Два часа, Господи! За что ты наказал меня двумя часами этой изощренной пытки? Я больше не могу, Господи, я хочу на воздух! На жаркий и влажный израильский воздух, прочь из этого холодного и душного кондиционированного помещения. На лицах моих соседок по столу ничего не отражается. Я очень надеюсь, что на моем лице тоже ничего не отражается, поскольку ежели отразится, то это будет выражение глубокого отвращения и скуки, которые мне обязательно припомнят, и о дальнейшей карьере можно будет забыть навсегда.
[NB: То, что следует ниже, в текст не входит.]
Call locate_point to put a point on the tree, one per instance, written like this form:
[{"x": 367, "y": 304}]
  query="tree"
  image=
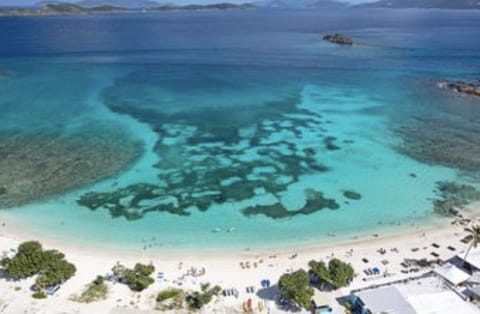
[
  {"x": 473, "y": 238},
  {"x": 138, "y": 278},
  {"x": 319, "y": 270},
  {"x": 26, "y": 262},
  {"x": 341, "y": 273},
  {"x": 296, "y": 287},
  {"x": 50, "y": 265}
]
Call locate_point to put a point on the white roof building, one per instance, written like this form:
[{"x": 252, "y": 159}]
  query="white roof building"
[
  {"x": 452, "y": 273},
  {"x": 473, "y": 257},
  {"x": 385, "y": 300},
  {"x": 445, "y": 302}
]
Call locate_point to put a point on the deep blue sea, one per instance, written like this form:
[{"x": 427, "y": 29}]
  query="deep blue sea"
[{"x": 236, "y": 129}]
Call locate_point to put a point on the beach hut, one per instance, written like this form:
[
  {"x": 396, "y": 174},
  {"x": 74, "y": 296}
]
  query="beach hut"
[
  {"x": 452, "y": 274},
  {"x": 381, "y": 300},
  {"x": 473, "y": 258}
]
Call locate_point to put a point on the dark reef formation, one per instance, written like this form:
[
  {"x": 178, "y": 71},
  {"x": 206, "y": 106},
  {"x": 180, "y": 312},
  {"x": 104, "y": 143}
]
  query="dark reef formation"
[
  {"x": 467, "y": 88},
  {"x": 34, "y": 166},
  {"x": 339, "y": 39},
  {"x": 352, "y": 195},
  {"x": 219, "y": 155},
  {"x": 453, "y": 196},
  {"x": 315, "y": 202}
]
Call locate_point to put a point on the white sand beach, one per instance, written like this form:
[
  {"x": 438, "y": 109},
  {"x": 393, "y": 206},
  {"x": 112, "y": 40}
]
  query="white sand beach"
[{"x": 228, "y": 270}]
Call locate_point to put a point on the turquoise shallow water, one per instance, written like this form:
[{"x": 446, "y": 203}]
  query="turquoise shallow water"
[{"x": 255, "y": 136}]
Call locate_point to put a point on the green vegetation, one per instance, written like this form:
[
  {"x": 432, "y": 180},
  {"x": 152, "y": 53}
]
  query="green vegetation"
[
  {"x": 338, "y": 273},
  {"x": 30, "y": 260},
  {"x": 197, "y": 300},
  {"x": 340, "y": 39},
  {"x": 473, "y": 237},
  {"x": 296, "y": 287},
  {"x": 168, "y": 294},
  {"x": 138, "y": 278},
  {"x": 95, "y": 291},
  {"x": 39, "y": 295}
]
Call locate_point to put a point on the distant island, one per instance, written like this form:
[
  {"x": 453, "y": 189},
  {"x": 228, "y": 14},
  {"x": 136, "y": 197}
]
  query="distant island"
[
  {"x": 59, "y": 8},
  {"x": 338, "y": 39},
  {"x": 200, "y": 7},
  {"x": 424, "y": 4}
]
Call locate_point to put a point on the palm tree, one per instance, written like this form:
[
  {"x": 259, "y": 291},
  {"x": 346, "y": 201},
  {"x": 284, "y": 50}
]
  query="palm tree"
[{"x": 473, "y": 238}]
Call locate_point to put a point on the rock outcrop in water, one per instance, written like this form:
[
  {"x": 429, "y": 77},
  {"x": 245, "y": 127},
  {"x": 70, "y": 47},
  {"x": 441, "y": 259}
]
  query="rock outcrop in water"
[
  {"x": 33, "y": 167},
  {"x": 339, "y": 39},
  {"x": 472, "y": 89}
]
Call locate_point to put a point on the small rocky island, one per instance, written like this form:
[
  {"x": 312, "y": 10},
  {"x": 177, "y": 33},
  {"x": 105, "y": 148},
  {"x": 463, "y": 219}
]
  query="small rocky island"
[
  {"x": 338, "y": 39},
  {"x": 467, "y": 88}
]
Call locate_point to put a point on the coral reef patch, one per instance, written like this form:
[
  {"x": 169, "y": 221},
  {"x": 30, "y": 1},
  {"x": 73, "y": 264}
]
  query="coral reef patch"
[{"x": 37, "y": 166}]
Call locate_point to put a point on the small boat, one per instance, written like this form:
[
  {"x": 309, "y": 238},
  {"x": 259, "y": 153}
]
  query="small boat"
[
  {"x": 249, "y": 305},
  {"x": 261, "y": 306},
  {"x": 245, "y": 307}
]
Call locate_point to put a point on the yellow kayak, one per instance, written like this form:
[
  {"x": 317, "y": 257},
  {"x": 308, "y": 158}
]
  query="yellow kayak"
[{"x": 245, "y": 307}]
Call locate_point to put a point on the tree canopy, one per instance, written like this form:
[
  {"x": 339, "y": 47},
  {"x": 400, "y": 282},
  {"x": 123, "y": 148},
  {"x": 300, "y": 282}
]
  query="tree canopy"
[
  {"x": 138, "y": 278},
  {"x": 338, "y": 273},
  {"x": 296, "y": 287},
  {"x": 30, "y": 259}
]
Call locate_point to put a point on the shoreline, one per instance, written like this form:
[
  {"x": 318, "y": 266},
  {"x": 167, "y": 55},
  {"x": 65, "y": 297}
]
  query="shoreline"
[
  {"x": 16, "y": 231},
  {"x": 226, "y": 269}
]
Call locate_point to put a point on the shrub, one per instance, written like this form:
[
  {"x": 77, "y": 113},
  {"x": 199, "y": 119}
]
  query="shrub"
[
  {"x": 138, "y": 278},
  {"x": 39, "y": 295},
  {"x": 338, "y": 273},
  {"x": 95, "y": 291},
  {"x": 168, "y": 294}
]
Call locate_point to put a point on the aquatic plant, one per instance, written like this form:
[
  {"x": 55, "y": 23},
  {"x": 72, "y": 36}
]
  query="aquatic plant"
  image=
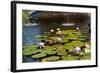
[
  {"x": 51, "y": 58},
  {"x": 40, "y": 55}
]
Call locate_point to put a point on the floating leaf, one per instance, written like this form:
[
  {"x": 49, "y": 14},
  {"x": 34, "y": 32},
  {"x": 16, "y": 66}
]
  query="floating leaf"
[
  {"x": 52, "y": 58},
  {"x": 40, "y": 55}
]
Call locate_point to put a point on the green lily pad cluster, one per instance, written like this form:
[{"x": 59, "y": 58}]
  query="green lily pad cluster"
[{"x": 58, "y": 52}]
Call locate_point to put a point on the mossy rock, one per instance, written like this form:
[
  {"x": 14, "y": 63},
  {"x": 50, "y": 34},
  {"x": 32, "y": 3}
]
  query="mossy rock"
[
  {"x": 40, "y": 55},
  {"x": 52, "y": 58}
]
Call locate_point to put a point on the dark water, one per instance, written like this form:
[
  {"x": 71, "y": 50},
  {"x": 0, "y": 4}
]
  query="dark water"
[{"x": 29, "y": 32}]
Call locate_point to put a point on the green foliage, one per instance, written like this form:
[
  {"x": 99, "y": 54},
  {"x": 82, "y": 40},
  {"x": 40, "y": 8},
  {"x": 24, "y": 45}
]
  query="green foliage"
[
  {"x": 61, "y": 51},
  {"x": 40, "y": 55},
  {"x": 70, "y": 38},
  {"x": 68, "y": 57},
  {"x": 25, "y": 16},
  {"x": 51, "y": 58},
  {"x": 50, "y": 52}
]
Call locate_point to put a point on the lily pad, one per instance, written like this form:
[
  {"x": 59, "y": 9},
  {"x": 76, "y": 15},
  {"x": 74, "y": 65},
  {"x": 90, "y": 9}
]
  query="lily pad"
[
  {"x": 68, "y": 57},
  {"x": 52, "y": 58},
  {"x": 30, "y": 51},
  {"x": 61, "y": 51},
  {"x": 40, "y": 55}
]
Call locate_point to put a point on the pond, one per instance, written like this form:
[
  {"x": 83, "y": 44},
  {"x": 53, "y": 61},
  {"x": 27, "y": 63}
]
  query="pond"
[{"x": 29, "y": 33}]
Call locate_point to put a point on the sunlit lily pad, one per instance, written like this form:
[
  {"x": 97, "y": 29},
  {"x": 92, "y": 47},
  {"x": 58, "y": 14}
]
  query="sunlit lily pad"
[
  {"x": 40, "y": 55},
  {"x": 52, "y": 58}
]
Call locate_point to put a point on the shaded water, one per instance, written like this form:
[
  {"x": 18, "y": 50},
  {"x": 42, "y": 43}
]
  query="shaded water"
[{"x": 29, "y": 32}]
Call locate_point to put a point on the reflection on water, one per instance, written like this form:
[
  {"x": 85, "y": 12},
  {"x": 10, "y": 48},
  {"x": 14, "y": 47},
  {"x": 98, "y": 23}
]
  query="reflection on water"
[{"x": 29, "y": 32}]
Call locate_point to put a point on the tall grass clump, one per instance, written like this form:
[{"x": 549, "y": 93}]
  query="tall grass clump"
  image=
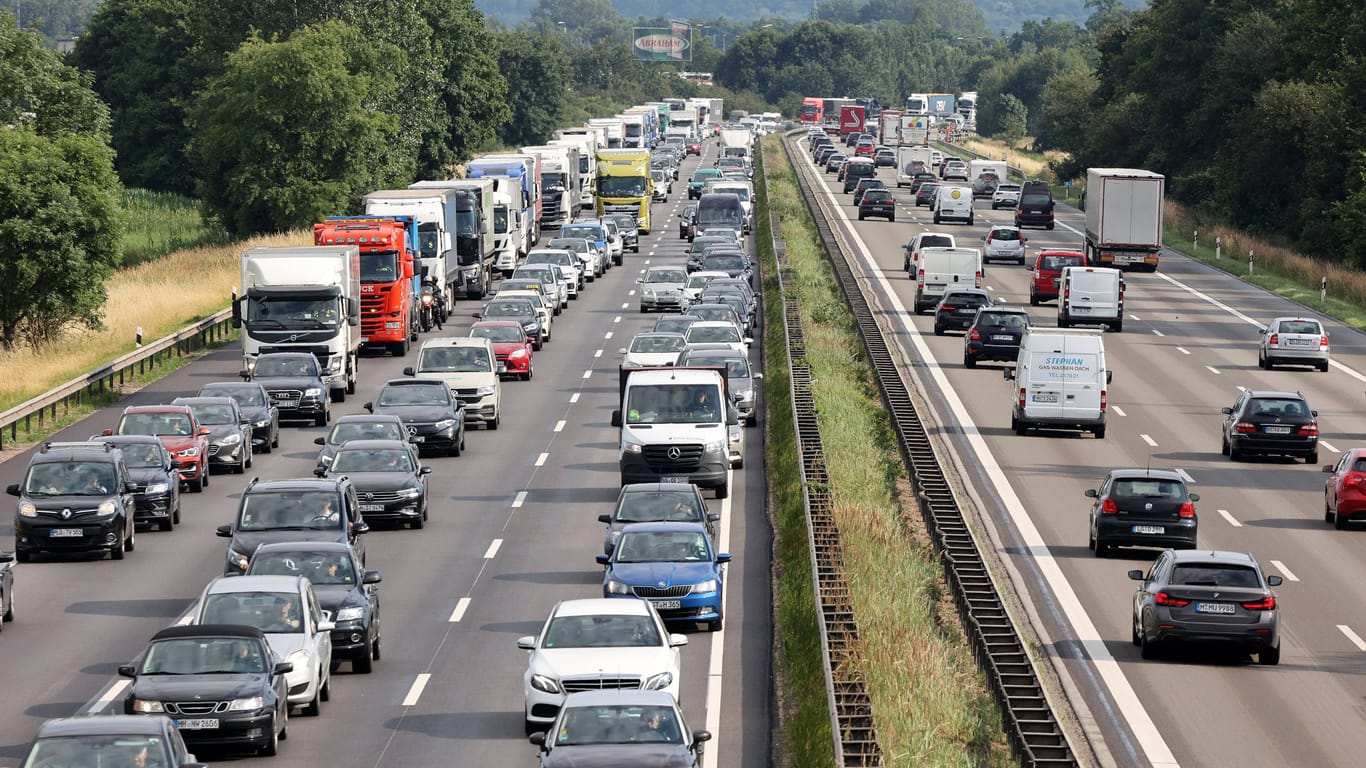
[{"x": 930, "y": 704}]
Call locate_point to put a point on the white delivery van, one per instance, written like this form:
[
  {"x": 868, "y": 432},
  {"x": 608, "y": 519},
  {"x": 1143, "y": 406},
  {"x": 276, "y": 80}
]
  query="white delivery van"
[
  {"x": 1060, "y": 380},
  {"x": 1090, "y": 295},
  {"x": 954, "y": 204},
  {"x": 470, "y": 369},
  {"x": 943, "y": 268}
]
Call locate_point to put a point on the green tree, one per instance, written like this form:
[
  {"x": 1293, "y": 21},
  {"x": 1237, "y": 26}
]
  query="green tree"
[{"x": 291, "y": 131}]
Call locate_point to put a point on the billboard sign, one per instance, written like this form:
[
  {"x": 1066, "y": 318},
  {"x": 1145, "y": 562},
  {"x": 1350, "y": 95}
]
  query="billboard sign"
[{"x": 663, "y": 44}]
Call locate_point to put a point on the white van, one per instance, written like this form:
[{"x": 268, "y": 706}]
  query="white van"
[
  {"x": 943, "y": 268},
  {"x": 470, "y": 369},
  {"x": 1090, "y": 295},
  {"x": 1060, "y": 380},
  {"x": 954, "y": 204}
]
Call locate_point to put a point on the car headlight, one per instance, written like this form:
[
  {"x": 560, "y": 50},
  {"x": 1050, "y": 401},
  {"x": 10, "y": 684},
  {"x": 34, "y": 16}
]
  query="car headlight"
[
  {"x": 544, "y": 683},
  {"x": 350, "y": 614},
  {"x": 246, "y": 704}
]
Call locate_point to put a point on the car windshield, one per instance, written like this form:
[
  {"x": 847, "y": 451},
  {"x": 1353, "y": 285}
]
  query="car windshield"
[
  {"x": 601, "y": 632},
  {"x": 618, "y": 724},
  {"x": 663, "y": 547},
  {"x": 372, "y": 459},
  {"x": 267, "y": 611},
  {"x": 454, "y": 360},
  {"x": 103, "y": 749},
  {"x": 320, "y": 567},
  {"x": 156, "y": 424},
  {"x": 70, "y": 478},
  {"x": 316, "y": 510},
  {"x": 205, "y": 656},
  {"x": 365, "y": 431},
  {"x": 415, "y": 395}
]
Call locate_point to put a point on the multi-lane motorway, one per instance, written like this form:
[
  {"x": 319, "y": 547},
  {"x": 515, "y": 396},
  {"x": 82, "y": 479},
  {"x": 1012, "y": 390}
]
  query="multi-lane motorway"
[
  {"x": 514, "y": 529},
  {"x": 1187, "y": 349}
]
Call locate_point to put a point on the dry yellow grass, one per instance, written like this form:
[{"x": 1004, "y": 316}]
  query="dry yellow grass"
[{"x": 161, "y": 297}]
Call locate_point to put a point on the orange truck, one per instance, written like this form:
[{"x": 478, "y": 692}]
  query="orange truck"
[{"x": 389, "y": 280}]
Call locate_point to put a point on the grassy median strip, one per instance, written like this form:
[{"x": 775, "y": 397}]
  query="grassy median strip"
[{"x": 930, "y": 704}]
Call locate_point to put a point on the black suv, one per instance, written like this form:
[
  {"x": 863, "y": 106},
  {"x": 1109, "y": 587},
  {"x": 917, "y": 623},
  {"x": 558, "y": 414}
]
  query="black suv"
[
  {"x": 995, "y": 334},
  {"x": 293, "y": 510},
  {"x": 74, "y": 498},
  {"x": 1036, "y": 207},
  {"x": 294, "y": 381},
  {"x": 1272, "y": 424}
]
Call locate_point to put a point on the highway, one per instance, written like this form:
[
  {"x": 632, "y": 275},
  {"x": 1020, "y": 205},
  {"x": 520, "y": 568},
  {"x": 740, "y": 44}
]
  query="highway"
[
  {"x": 1187, "y": 349},
  {"x": 514, "y": 529}
]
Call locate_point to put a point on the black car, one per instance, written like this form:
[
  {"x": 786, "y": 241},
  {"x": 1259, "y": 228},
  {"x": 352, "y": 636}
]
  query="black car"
[
  {"x": 359, "y": 427},
  {"x": 877, "y": 202},
  {"x": 156, "y": 496},
  {"x": 74, "y": 498},
  {"x": 388, "y": 480},
  {"x": 230, "y": 431},
  {"x": 995, "y": 334},
  {"x": 1142, "y": 507},
  {"x": 220, "y": 685},
  {"x": 1271, "y": 424},
  {"x": 256, "y": 405},
  {"x": 958, "y": 309},
  {"x": 346, "y": 592},
  {"x": 293, "y": 510},
  {"x": 294, "y": 381},
  {"x": 433, "y": 417},
  {"x": 109, "y": 739}
]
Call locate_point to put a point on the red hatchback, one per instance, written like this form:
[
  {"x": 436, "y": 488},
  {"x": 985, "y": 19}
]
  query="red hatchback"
[
  {"x": 1048, "y": 271},
  {"x": 179, "y": 432},
  {"x": 511, "y": 347},
  {"x": 1344, "y": 492}
]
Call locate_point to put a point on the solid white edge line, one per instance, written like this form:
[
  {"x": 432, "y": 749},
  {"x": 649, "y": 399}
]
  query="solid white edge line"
[
  {"x": 415, "y": 692},
  {"x": 1088, "y": 636},
  {"x": 1284, "y": 571},
  {"x": 461, "y": 607},
  {"x": 1357, "y": 640}
]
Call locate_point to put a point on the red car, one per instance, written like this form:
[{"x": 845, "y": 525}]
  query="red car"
[
  {"x": 510, "y": 345},
  {"x": 1344, "y": 492},
  {"x": 179, "y": 432}
]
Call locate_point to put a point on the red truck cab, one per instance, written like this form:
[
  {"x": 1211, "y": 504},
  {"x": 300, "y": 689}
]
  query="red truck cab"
[{"x": 389, "y": 286}]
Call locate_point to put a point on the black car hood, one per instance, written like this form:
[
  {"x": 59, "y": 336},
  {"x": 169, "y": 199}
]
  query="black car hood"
[
  {"x": 189, "y": 688},
  {"x": 619, "y": 756}
]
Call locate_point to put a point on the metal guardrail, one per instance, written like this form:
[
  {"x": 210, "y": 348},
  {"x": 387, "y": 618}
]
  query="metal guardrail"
[
  {"x": 1030, "y": 724},
  {"x": 850, "y": 705},
  {"x": 112, "y": 376}
]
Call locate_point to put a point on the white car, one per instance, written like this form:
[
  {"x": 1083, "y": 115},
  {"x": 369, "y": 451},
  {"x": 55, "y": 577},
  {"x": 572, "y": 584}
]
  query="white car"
[
  {"x": 286, "y": 610},
  {"x": 653, "y": 350},
  {"x": 597, "y": 644}
]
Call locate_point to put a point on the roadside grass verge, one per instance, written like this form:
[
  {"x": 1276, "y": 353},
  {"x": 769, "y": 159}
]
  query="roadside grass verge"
[{"x": 930, "y": 704}]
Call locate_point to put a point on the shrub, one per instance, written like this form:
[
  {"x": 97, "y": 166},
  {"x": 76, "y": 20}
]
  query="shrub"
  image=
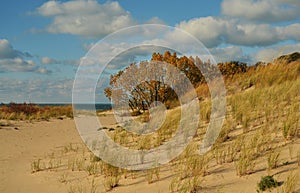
[{"x": 266, "y": 183}]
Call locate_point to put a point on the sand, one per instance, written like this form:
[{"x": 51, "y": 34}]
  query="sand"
[{"x": 23, "y": 142}]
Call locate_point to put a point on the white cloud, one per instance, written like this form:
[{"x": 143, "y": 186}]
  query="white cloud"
[
  {"x": 85, "y": 18},
  {"x": 213, "y": 31},
  {"x": 7, "y": 50},
  {"x": 12, "y": 60},
  {"x": 47, "y": 60},
  {"x": 230, "y": 53},
  {"x": 17, "y": 65},
  {"x": 269, "y": 54},
  {"x": 36, "y": 90},
  {"x": 262, "y": 11}
]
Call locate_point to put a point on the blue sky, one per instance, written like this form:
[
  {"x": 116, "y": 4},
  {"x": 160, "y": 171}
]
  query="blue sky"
[{"x": 42, "y": 42}]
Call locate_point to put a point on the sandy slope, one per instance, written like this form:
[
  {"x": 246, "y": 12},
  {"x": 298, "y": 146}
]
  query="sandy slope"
[{"x": 25, "y": 142}]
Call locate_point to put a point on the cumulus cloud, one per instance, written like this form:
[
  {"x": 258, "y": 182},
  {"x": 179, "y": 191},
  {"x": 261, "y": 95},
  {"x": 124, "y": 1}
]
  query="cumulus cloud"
[
  {"x": 213, "y": 31},
  {"x": 269, "y": 54},
  {"x": 7, "y": 50},
  {"x": 262, "y": 11},
  {"x": 85, "y": 18},
  {"x": 230, "y": 53},
  {"x": 47, "y": 60},
  {"x": 12, "y": 60},
  {"x": 36, "y": 90}
]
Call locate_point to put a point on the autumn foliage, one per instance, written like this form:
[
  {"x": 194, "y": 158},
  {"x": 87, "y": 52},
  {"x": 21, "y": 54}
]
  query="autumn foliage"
[{"x": 143, "y": 94}]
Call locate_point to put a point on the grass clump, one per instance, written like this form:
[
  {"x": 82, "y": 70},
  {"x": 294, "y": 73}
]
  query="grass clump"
[{"x": 267, "y": 182}]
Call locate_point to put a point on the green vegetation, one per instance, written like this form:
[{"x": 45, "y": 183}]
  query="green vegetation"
[{"x": 267, "y": 182}]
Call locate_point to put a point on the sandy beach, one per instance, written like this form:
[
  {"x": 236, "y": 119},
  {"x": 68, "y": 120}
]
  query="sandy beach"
[{"x": 24, "y": 142}]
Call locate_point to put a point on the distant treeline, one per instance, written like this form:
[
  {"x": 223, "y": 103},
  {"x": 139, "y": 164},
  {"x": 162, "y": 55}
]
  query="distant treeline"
[{"x": 31, "y": 111}]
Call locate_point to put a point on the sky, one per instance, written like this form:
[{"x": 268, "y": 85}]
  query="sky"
[{"x": 43, "y": 42}]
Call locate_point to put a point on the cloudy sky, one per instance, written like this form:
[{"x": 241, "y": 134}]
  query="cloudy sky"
[{"x": 42, "y": 42}]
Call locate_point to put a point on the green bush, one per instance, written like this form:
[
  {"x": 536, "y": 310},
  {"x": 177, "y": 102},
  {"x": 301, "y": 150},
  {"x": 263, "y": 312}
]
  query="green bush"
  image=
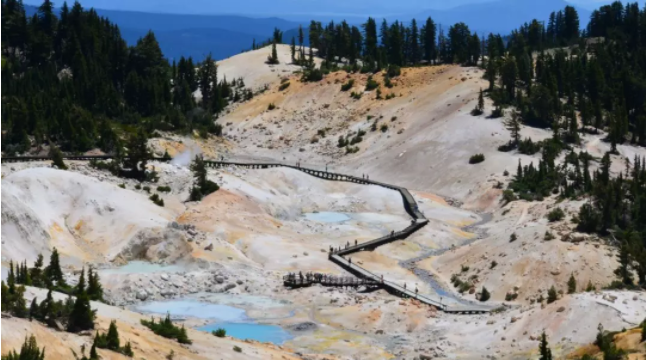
[
  {"x": 219, "y": 332},
  {"x": 552, "y": 295},
  {"x": 348, "y": 85},
  {"x": 371, "y": 84},
  {"x": 477, "y": 158},
  {"x": 485, "y": 295},
  {"x": 167, "y": 329},
  {"x": 393, "y": 71},
  {"x": 556, "y": 214},
  {"x": 157, "y": 200},
  {"x": 513, "y": 237}
]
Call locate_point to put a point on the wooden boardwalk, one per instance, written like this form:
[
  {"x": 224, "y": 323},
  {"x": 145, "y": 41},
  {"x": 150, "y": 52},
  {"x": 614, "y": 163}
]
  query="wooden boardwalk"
[{"x": 364, "y": 276}]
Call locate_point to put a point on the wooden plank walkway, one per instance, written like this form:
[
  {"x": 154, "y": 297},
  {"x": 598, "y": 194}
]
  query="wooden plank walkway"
[{"x": 365, "y": 276}]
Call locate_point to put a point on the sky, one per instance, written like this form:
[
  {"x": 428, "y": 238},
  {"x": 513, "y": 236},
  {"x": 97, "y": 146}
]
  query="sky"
[{"x": 289, "y": 7}]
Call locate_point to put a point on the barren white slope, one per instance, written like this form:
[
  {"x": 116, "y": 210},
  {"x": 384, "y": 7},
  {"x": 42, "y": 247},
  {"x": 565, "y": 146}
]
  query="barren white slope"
[{"x": 83, "y": 217}]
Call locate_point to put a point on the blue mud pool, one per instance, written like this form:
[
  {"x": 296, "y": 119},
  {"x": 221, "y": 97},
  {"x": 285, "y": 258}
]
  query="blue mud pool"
[
  {"x": 326, "y": 216},
  {"x": 265, "y": 333},
  {"x": 232, "y": 319}
]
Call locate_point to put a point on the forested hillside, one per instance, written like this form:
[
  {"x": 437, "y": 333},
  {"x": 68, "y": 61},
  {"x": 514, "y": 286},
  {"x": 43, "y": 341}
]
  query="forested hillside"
[{"x": 73, "y": 81}]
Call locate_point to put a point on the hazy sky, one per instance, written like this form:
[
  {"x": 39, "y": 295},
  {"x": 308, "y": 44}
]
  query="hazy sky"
[{"x": 289, "y": 7}]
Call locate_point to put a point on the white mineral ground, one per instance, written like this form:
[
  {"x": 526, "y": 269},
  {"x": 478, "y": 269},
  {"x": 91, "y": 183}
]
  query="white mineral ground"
[{"x": 234, "y": 246}]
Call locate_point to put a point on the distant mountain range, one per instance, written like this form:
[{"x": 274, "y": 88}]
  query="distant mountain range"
[
  {"x": 227, "y": 35},
  {"x": 194, "y": 35},
  {"x": 501, "y": 16}
]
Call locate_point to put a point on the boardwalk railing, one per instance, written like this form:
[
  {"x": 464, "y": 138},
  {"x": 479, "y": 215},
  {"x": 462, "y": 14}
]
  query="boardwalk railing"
[{"x": 409, "y": 203}]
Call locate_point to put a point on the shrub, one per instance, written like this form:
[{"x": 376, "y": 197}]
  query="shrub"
[
  {"x": 351, "y": 149},
  {"x": 348, "y": 85},
  {"x": 219, "y": 332},
  {"x": 572, "y": 285},
  {"x": 477, "y": 158},
  {"x": 556, "y": 214},
  {"x": 497, "y": 112},
  {"x": 312, "y": 75},
  {"x": 393, "y": 71},
  {"x": 342, "y": 142},
  {"x": 508, "y": 196},
  {"x": 485, "y": 295},
  {"x": 157, "y": 200},
  {"x": 371, "y": 84},
  {"x": 552, "y": 295},
  {"x": 167, "y": 329}
]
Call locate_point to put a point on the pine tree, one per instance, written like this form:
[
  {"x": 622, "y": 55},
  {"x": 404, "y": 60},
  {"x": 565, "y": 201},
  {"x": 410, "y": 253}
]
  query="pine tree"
[
  {"x": 80, "y": 286},
  {"x": 94, "y": 290},
  {"x": 81, "y": 316},
  {"x": 572, "y": 284},
  {"x": 513, "y": 124},
  {"x": 544, "y": 350},
  {"x": 36, "y": 272},
  {"x": 34, "y": 311},
  {"x": 57, "y": 157},
  {"x": 623, "y": 272},
  {"x": 53, "y": 273},
  {"x": 112, "y": 338},
  {"x": 93, "y": 353}
]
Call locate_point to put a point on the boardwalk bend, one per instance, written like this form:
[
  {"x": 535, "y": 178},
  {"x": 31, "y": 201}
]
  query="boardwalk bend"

Но не напрасно говорят, что если молитва идет от самого сердца, то она будет услышана. Не проходит и пяти минут, как в зал пробирается одна из секретарш, сидевших на регистрации. Довольно смешно наблюдать, как такая длинноногая дылда идет через зал, неуклюже подгибая колени и стараясь сделаться невидимой. Она как бы незаметно подходит к лектору и разыгрывает целую пантомиму, призванную изобразить дело чрезвычайной важности, после чего называет мою фамилию. Делаю знак рукой и получаю записку от босса, что боссу его босса… его босса… на самом верху, короче, срочно понадобилась какая-то цифирь, которой владею я одна. На законном основании имею право покинуть помещение под откровенно завистливые взгляды соседок по столу. Включаю телефон и передаю по цепочке огроменной важности секрет фирмы.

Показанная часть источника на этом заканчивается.